Characterisation of transcriptional isoforms in stressed barley and wheat - Honours/Masters/PhD
In this project, you will use Oxford Nanopore sequencing to detect transcriptional isoforms and associate changes in isoform populations related to stress. You will learn a range of wet molecular biology techniques including RNA extraction and library preparation for sequencing using Oxford Nanopore P2 Solo, and analysis of sequencing data sets using a range of tools and draw insights into the biological role of changes observed.

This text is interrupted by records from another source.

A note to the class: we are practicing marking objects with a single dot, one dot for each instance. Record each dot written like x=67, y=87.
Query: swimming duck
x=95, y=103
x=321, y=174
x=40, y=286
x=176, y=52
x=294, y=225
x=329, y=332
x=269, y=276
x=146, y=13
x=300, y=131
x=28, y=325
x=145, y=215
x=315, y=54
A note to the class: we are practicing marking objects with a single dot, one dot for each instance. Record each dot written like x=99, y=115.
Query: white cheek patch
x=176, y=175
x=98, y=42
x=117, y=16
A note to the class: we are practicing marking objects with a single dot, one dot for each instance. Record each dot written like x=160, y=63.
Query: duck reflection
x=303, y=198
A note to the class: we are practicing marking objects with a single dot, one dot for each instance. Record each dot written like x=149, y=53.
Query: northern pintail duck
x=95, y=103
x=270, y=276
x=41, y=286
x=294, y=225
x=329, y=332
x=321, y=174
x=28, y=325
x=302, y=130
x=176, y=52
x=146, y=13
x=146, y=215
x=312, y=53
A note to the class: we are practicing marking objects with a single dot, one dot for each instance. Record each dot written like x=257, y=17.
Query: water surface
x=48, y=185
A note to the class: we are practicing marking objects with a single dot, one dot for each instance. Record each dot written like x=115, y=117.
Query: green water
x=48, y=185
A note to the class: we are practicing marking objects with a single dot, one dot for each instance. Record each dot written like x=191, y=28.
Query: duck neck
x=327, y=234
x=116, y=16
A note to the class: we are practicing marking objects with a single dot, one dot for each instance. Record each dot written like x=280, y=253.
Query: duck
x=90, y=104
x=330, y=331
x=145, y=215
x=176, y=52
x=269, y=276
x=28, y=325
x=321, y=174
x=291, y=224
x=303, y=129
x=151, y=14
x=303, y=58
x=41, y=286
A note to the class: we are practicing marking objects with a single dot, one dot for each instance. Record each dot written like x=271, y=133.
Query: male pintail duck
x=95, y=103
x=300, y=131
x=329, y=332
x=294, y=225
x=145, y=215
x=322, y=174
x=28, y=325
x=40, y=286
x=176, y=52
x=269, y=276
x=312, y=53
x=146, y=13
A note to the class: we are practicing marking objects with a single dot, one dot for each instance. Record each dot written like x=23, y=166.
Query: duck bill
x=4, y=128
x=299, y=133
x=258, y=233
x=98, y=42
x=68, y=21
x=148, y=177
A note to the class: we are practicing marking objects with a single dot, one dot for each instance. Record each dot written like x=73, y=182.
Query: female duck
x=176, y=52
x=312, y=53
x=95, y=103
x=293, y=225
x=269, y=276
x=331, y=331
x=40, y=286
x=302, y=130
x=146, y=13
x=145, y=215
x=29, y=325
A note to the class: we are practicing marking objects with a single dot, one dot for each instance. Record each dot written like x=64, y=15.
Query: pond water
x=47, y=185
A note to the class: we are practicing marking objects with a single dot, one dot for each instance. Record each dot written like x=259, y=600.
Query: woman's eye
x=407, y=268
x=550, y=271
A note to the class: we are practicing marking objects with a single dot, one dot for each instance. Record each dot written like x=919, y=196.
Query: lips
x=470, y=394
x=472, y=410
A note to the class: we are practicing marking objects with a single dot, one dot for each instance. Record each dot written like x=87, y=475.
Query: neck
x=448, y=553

The long-term impact of agrochemical application on soil microbiome - Honours/Masters/PhD
In this project, you will analyse the changes in microbial diversity in soils impacted by long term application of agrochemicals and compare to untempered soils. You will learn a range of techniques including soil sampling, growing plants, DNA extraction, PCR and library preparation for sequencing using Oxford Nanopore P2 Solo, analysis of sequencing data sets and draw insights into the biological role of changes observed.
Regulation of necrotrophic effector expression in P. nodorum - Honours/PhD
P. nodorum secrete proteinaceous necrotrophic effectors (NEs) into the host tissue during infection. This project aims to determine changes in the level of NEs when the fungus is exposed to abiotic factors such as nutrition and stress.